2) The number of bacteria in the world.

Bacteria are a bit smaller than grains of sand and they're just about everywhere. So perhaps there are more bacteria in the world. And in fact, there are, at least according to this estimate. Apparently there are $5\times10^{30}$ bacteria in the world.

Unfortunately that's still quit significantly smaller than compounding 2% interest for 6000 years. To get this number closer we would have to put all of the bacteria in the world on one grain of sand and do that for each grain of sand. Then we'd be somewhere in the ballpark.

So the moral so far is that we need to think bigger.

3) The size of the universe.

While the size of the universe is not known, the size of the observable universe (per wikipedia) is 46 billion light-years.

Well, that's not a big number. So let's use a much smaller scale. If we use meters, the size of the universe becomes about $4.35 \times 10^{26}$. So that's a little bigger than the number of bacteria in the world. But we're still not there yet.

But can we use a smaller scale?

The smallest scale I'm aware of is the Planck length. So let's see how big the observable universe is in Planck lengths:
$$ 4.35 \times 10^{26}m \frac{1 \ell_{P}}{1.616\times 10^{-35}m} =2.69 \times 10^{61}\ell_{P}$$
So there you have it. We finally found a number big enough to capture 2% growth. We had to take the (known) universe and measure it using the smallest length scale that we currently have.

But what if we just increase that growth rate to 2.5%? Then we'd be back to the drawing board. Since 2.5% growth for 6000 years would, yet again, outpace the size of the universe:
$$1.025^{6000} \approx 2.2\times 10^{64}$$
Oh, the powers of compounding growth. But that should give some perspective here. Long term growth projections are not reasonable.

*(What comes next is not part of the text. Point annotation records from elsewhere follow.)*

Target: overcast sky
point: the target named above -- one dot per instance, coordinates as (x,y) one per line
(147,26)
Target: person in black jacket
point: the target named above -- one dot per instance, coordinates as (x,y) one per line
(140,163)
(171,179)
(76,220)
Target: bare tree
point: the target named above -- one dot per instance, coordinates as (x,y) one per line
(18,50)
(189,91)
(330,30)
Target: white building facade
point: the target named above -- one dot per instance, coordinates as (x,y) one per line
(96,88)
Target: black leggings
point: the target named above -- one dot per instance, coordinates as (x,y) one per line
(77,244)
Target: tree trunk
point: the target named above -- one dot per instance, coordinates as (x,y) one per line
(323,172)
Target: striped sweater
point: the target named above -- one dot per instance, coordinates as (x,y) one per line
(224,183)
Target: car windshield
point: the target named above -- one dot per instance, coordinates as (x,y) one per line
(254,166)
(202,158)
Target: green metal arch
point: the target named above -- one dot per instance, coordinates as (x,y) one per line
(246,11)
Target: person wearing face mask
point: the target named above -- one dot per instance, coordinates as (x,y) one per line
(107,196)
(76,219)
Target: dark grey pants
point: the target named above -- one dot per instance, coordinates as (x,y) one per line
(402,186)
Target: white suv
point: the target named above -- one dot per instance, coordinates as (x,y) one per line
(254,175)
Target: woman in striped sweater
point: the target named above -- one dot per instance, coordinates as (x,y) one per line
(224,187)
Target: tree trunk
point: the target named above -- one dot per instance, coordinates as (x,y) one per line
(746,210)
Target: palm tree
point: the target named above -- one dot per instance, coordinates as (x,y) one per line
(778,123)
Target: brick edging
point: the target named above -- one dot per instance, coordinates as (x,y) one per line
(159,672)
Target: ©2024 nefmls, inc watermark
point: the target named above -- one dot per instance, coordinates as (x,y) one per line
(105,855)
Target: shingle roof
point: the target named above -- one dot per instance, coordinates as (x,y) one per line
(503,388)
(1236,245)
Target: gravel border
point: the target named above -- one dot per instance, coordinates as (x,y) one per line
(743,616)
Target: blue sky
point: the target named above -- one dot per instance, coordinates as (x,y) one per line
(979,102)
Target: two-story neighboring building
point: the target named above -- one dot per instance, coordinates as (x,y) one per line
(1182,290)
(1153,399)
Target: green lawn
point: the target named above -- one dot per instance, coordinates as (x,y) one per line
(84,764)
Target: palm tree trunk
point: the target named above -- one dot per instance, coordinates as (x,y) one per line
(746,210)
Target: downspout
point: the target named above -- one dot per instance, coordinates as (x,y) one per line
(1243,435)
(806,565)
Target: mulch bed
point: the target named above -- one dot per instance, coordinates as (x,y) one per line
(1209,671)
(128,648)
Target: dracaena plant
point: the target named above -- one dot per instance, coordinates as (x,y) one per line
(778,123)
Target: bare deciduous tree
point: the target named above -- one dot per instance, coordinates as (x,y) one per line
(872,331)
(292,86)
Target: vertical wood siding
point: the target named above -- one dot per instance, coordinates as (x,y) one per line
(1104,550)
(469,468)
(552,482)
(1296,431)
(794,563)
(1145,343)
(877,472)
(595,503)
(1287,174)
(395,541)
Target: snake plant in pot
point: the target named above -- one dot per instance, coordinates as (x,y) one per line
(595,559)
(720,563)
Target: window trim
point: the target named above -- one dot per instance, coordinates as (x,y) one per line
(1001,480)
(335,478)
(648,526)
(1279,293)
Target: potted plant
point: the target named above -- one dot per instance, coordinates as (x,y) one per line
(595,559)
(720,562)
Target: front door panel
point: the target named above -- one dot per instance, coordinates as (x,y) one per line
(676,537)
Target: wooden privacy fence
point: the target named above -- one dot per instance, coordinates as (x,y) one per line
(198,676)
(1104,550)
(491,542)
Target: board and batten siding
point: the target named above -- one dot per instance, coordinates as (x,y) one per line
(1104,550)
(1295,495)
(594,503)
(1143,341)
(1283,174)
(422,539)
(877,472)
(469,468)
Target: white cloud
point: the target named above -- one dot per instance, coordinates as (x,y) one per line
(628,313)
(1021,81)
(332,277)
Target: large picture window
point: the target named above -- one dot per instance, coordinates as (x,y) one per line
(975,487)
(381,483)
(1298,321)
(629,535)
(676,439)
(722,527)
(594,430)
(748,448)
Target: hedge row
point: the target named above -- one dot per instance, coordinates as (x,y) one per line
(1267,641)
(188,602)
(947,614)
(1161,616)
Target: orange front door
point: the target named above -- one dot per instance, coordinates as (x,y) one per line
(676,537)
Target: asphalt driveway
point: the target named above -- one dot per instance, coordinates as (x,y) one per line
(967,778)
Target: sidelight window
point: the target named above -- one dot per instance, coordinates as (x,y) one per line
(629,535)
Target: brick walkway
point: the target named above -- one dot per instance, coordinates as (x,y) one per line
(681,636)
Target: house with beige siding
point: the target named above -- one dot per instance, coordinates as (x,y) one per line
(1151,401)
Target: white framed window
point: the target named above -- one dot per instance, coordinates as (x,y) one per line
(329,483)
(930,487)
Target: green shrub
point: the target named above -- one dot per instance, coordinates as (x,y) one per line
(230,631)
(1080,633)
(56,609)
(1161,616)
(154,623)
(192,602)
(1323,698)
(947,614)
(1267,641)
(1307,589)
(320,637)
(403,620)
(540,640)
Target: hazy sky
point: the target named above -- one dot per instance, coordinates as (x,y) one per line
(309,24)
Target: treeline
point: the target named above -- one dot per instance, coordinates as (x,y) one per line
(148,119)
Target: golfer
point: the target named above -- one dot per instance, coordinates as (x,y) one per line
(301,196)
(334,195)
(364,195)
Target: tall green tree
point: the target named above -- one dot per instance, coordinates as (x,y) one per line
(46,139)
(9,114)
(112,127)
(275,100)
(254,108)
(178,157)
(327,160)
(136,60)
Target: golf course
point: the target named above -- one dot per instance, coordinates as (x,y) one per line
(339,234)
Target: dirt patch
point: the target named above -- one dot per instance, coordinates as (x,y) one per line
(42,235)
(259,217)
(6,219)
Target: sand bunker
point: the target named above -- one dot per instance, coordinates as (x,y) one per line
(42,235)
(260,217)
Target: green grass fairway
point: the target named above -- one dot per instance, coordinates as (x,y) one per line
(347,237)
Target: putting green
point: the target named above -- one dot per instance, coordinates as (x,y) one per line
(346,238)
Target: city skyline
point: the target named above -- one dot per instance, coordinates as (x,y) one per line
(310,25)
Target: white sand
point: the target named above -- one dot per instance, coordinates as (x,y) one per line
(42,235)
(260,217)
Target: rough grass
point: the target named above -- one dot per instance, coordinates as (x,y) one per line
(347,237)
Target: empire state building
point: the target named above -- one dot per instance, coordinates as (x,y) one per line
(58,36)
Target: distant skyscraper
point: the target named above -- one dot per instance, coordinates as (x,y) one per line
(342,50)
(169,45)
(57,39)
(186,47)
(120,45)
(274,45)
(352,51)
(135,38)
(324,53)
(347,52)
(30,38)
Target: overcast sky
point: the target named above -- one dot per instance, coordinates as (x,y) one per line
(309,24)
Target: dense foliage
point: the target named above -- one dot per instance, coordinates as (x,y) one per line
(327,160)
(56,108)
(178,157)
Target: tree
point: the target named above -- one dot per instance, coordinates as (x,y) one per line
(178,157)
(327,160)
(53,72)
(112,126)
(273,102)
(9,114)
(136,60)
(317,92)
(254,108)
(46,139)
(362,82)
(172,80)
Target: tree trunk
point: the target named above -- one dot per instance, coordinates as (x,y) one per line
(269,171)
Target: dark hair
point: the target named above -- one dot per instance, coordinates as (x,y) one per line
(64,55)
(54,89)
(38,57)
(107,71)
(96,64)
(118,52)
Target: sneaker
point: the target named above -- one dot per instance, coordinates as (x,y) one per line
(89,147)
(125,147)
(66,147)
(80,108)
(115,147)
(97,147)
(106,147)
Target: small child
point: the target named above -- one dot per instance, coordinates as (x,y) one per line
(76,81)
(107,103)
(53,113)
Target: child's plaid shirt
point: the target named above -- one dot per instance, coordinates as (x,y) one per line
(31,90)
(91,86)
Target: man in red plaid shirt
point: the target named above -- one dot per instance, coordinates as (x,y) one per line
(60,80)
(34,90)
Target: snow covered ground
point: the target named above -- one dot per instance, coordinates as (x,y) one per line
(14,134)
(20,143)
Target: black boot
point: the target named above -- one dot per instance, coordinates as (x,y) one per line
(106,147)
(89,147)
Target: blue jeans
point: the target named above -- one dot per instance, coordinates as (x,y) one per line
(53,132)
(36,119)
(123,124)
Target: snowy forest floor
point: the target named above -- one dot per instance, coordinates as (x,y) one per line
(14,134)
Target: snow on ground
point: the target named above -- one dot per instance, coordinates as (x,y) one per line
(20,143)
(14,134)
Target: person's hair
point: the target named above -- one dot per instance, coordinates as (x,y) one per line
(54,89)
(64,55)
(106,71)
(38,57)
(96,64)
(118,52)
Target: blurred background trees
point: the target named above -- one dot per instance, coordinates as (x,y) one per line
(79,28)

  1. I'm imagining we're talking about a DCF valuation here, and assuming a 2% growth rate for the terminal value. And of course you're right, the assumption itself is unrealistic. No business will grow cash flows at 2% forever. Very few businesses will even exist 100 years from now. But the actual effect on the valuation is not that concerning. If cash flows are $1 now, we assume a constant growth rate of 2%, and our discount rate is 8% then our PV of the year 100 cash flow is 32/100 of a cent. And what happens 200, 300 years from now is basically irrelevant to the PV we get. So while philosophically this is an important point, mathematically it doesn't present a real issue (assuming your discount rate is much higher than growth rate, at least)

  2. I think that's an excellent point on why we can get away with that assumption for DFC models. That's certainly one place that assumption comes in and the discount factor grows at a much faster rate so the, like you said, 300 years out and it's effect on value will be negligible.

    But I also had in mind, for example, real GDP growth which in recent years has been around 2% (and 4% during much stronger growth periods). Those assumptions I believe are unrealistic as well. It might work for a few more years but with resource constraints, I have hard time imagining the kind of growth we've seen in the past (mainly industrial era) will continue for much longer. I guess time will tell.